N° 90/09




Washington, D.C., November 26, 2009—The Rapporteur on the Rights of the Child of the Inter-American Commission on Human Rights (IACHR), Paulo Sérgio Pinheiro, today ended a two-day visit to Chile. The purpose of the visit, made at the invitation of the Chile Network of Childhood and Youth NGOs with support from UNICEF, was to promote the IACHR’s Report on Corporal Punishment and Human Rights of Children and Adolescents.


In the report, the IACHR indicates that the use of corporal punishment to discipline children and adolescents—whether it is imposed by agents of the State or with the State’s consent or tolerance—constitutes a form of violence against children that violates their dignity and thus their human rights. The report concludes that the States have the obligation to ensure special protections for children and adolescents against the use of corporal punishment, and recommends that the States take concrete actions to prevent and respond to this form of violence, in order to make integral progress in the protection of children’s human rights.
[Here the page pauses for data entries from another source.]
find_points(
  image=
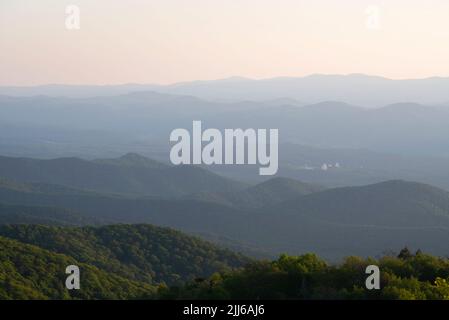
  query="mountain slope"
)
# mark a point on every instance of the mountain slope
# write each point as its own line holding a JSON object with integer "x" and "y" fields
{"x": 126, "y": 175}
{"x": 18, "y": 214}
{"x": 272, "y": 191}
{"x": 136, "y": 252}
{"x": 29, "y": 272}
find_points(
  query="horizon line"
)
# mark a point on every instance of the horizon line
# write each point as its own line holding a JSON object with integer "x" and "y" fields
{"x": 230, "y": 78}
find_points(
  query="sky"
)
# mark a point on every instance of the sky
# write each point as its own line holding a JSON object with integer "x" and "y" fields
{"x": 168, "y": 41}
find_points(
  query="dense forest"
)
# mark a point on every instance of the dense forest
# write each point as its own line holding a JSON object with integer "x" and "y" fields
{"x": 148, "y": 262}
{"x": 406, "y": 277}
{"x": 137, "y": 252}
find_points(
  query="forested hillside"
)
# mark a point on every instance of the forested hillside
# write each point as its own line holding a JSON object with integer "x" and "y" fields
{"x": 136, "y": 252}
{"x": 407, "y": 276}
{"x": 30, "y": 272}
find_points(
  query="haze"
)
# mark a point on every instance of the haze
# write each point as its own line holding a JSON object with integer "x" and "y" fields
{"x": 171, "y": 41}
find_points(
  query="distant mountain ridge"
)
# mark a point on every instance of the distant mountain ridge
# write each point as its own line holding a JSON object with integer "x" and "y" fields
{"x": 272, "y": 191}
{"x": 359, "y": 89}
{"x": 130, "y": 174}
On November 23, Rapporteur Paulo Sérgio Pinheiro made a presentation of the book at the University of the Frontier, in the city of Tamuco. He also met there with the president of that institution and with representatives of the Citizens Observatory, the Ethical Commission against Torture, and the Network of Childhood and Youth NGOs.


On November 24, the Rapporteur presented the report at a colloquium held at the Law School of Andrés Bello University, in Santiago. Speakers at the event included Marta Mauras, a member of the United Nations Committee on the Rights of the Child, a treaty body of the UN Convention on the Rights of the Child; Jorge Freyre, general coordinator of the Latin American and Caribbean Network for the Defense of the Rights of Children and Adolescents; and Eugenio San Martín, director of Chile’s National Service for Minors (SENAME).


In the Chilean capital, Rapporteur Pinheiro also met with Gary Stahl, UNICEF’s representative in Chile, and participated in the borough of Lo Prado’s launch of a book called Violence Hurts Families (La violencia le hace mal a la familia), published by the Chilean government’s Solidarity and Social Investment  Fund (FOSIS) and UNICEF.


In addition, the Rapporteur was received by the Minister Secretary General of the Presidency and the Minister Coordinator of Indigenous Affairs, to whom he presented the Report on Corporal Punishment. The latter official briefed the Rapporteur about various aspects having to do with the coordination of indigenous affairs in Chile, and the Rapporteur in turn shared information received by the Commission and by the Rapporteur during his visit on acts of violence allegedly involving children and adolescents in the Araucanía region between June 2008 and October 2009. The Rapporteur emphasized that it is important for the Chilean government to guarantee the protection of the rights of indigenous mapuche children and adolescents in that region, independently of any situations of tension that may exist. The IACHR will continue to monitor this situation.


A principal, autonomous body of the Organization of American States (OAS), the IACHR derives its mandate from the OAS Charter and the American Convention on Human Rights. The Inter-American Commission has the mandate to promote respect for human rights in the region and acts as a consultative body to the OAS in this matter. The Commission is composed of seven independent members who act in a personal capacity, without representing a particular country, and who are elected by the OAS General Assembly.